Vientiane Times, February 16, 2013
Naxaithong district officials are concerned that the water level in the Nam Xuang Reservoir in Vientiane may drop because people are encroaching into forested watershed areas and cutting down trees.
Many people expected the water level to fall last year and were pleased when this did not happen.
“But we’re afraid that the water level in the reservoir will decrease because the water in the Nam Houm Reservoir, which is 9km away, has fallen by about half,” Deputy Governor of Naxaithong district Mr Khampaseuth Thipak told Vientiane Times on Friday.
The Nam Houm reservoir is abnormally low because there has not been the usual amount of rain in the last few years, officials say. Normally, the volume of water in the reservoir is about 60 million cubic metres.
The reservoir is now unable to supply water to the more than 1,000 hectares of wet-season rice fields in the area through the irrigation system it feeds.
If the volume of water remains at the current 44 million cubic metres throughout the dry season the reservoir won’t be able to irrigate all the rice fields that depend on it.
All the farmers in the area of the Nam Houm irrigation system use water from these channels for their dry season rice fields.
After district authorities noticed that the Nam Houm reservoir was storing less water, in July last year they created a project aimed at preserving the watershed area so that water supplies would be sustainable.
The project, which will run for 10 months, aims to inform villagers about forest protection and to raise awareness of the need for conservation measures. The goal is to help people living around the reservoir to understand how they can make a living without felling trees.
Mr Khampaseuth said the authorities had achieved 55 percent of their objectives in helping people to understand how they could protect forests.

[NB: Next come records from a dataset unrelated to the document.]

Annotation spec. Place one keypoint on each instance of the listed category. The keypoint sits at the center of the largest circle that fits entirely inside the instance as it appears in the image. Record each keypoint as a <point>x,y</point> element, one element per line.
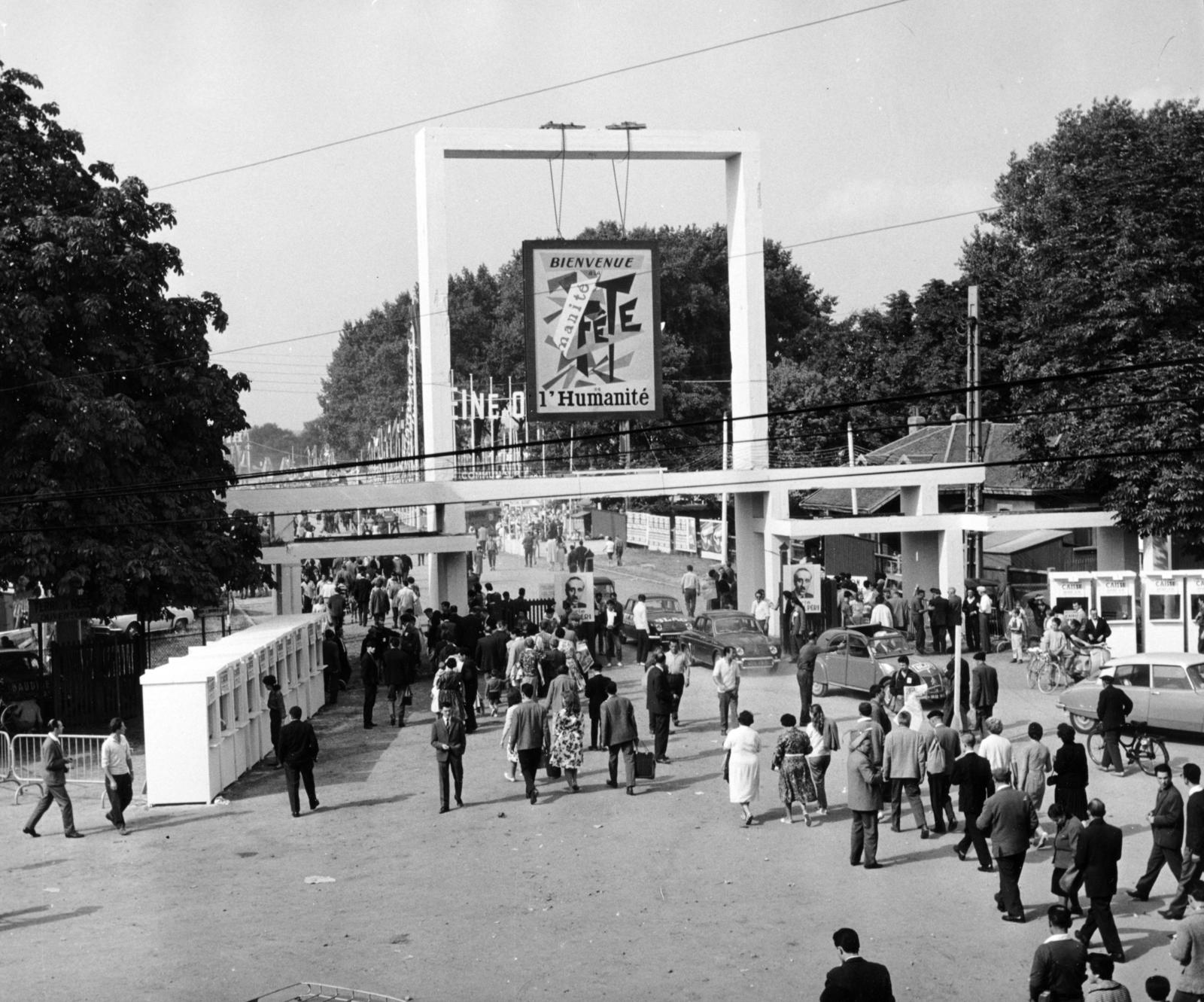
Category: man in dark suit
<point>448,740</point>
<point>528,737</point>
<point>1099,851</point>
<point>972,777</point>
<point>299,752</point>
<point>855,978</point>
<point>984,690</point>
<point>660,707</point>
<point>619,734</point>
<point>1111,710</point>
<point>1167,827</point>
<point>1193,845</point>
<point>1011,821</point>
<point>938,620</point>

They are advised not to cut down trees around the reservoir, particularly in the watershed area, as this could mean the area will attract less rainfall in the wet season.
Forests also help to reduce air pollution, acting as a carbon sink, so if large areas are felled this creates another negative impact on the environment.
Trees absorb rainfall and slow the flow of contaminated storm water towards villages and the surrounding area.
“I haven’t said that the people of Tham, Sivilay, Phonxay, Phonsy and Phonthong villages should not grow crops in the forests around the Nam Xuang Reservoir, which they do on an area of 1,236 hectares, because this is their livelihood,” Mr Khampaseuth said. “But I have banned them from cutting down trees.”
If people destroy the trees they won’t get enough water from the channels supplied by the Nam Xuang Reservoir to feed their thousands of dry season rice fields and cash crops each year.